The Figure Reasoning Test (FRT) is an intelligence test created by John Clifford Daniels in the late 1940s. It consists of two forms, Form A and Form B. Each form contains 45 questions, with the test taker given 20 minutes to complete each form. Forms A and B are designed for individuals aged 15 years and older.

The test is used by several Mensa national groups, including those in Bulgaria, Denmark, Finland, Greece, Italy, North Macedonia, Norway, Romania, Slovenia, South Africa, and Sweden, for admission purposes. To qualify for Mensa, it is not necessary to complete both forms of the test. Each form independently provides an IQ percentile based on the raw score achieved by the test taker. Mensa Norway provides an online test that resembles the format of the Figure Reasoning Test.

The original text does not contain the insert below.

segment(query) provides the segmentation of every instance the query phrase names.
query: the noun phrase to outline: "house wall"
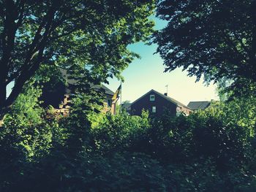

The high-IQ society Intertel also accepts the FRT for admission purposes, requiring performance at or above the 99th percentile - stricter than Mensa's cut-off of the 98th percentile.

A variant of the test, called the Figure Reasoning Test - Junior (FRT-J), is designed for children and adolescents aged 10 to 15 years. The FRT-J consists of two example tasks followed by 25 test items, and is available in two parallel forms. Test takers are given 15 minutes to complete each form.